One of the malicious documents also included the new malware downloader, dubbed Carrotball. Similar to the Carrotbat downloader, its purpose was to to facilitate the download and installation of the SysCon backdoor.
“It is a simple FTP downloader utility which facilitates the installation of SysCon, a full-featured remote access trojan (RAT) which leverages FTP for command and control (C2),” said researchers. They found it embedded in a malicious Word document. Thus, they discovered that a US government agency and two non-U.S. foreign nationals professionally affiliated with North Korea received it as a phishing lure.

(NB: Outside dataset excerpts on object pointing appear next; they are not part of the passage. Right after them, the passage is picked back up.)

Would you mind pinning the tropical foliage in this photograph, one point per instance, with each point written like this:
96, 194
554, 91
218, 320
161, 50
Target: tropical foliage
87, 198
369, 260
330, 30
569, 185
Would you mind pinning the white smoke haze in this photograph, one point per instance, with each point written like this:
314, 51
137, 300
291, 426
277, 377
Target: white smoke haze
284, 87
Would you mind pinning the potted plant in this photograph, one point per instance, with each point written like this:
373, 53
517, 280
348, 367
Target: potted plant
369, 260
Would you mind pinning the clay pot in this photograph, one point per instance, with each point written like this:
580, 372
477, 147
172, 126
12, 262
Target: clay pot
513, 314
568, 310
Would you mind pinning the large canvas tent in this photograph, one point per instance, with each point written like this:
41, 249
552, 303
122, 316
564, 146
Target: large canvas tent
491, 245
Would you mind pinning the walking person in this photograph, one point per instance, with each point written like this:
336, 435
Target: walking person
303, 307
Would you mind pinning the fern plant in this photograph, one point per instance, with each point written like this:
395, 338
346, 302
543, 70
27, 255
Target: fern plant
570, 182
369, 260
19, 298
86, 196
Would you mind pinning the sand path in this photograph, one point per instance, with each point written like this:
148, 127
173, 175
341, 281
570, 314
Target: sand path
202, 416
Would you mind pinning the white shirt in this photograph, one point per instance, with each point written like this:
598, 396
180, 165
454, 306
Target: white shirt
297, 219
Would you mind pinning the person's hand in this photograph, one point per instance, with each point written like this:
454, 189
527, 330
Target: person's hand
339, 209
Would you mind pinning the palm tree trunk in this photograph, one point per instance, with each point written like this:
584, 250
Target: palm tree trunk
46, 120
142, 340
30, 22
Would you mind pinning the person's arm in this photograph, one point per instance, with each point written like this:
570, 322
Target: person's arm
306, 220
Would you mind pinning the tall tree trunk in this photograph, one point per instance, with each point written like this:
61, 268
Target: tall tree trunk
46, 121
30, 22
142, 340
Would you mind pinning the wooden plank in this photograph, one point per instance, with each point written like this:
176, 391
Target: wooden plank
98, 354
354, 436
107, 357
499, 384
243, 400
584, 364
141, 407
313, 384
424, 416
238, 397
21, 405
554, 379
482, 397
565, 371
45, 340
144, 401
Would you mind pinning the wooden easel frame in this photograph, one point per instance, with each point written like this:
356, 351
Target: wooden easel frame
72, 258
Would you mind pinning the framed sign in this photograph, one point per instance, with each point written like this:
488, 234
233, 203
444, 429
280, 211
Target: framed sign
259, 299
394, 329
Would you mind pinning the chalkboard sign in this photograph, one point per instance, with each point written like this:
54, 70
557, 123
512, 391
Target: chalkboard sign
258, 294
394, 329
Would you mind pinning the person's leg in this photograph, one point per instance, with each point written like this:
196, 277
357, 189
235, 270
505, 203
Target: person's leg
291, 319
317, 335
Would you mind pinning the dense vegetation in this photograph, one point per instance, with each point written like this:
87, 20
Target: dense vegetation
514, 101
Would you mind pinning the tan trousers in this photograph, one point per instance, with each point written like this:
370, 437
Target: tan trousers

The downloader and the Konni Group
Researchers assess “with moderate confidence” that the activity is related to the Konni Group. Konni, which appeared in 2014, used two malware families – the NOKKI malware and Carrotball, for 2018 campaigns.
Originally, “Konni” was the name of the malware in the previous campaigns, with strong links to North Korean interests. But additional campaigns appeared with strongly overlapping TTPs but did not feature the Konni RAT. So, researchers started using “Konni” to refer to the threat actor instead of the malware. Thus, use of Carrotball is one indication linking the campaign to the threat group.
Other clues include targeting organizations who have interest in or are directly links to North Korea. Also, using malicious document phishing lures containing subject matter pertaining to North Korea.
However, researchers warn that “There are non-trivial obstacles to obtaining a high-confidence attribution to the Konni Group, namely the fact that previous blogs produced by Unit 42 and other researchers contain a great deal of technical detail about the group’s operations, and copycat actors may attempt to emulate previously observed TTPs to hinder attribution efforts or perform false-flag operations”.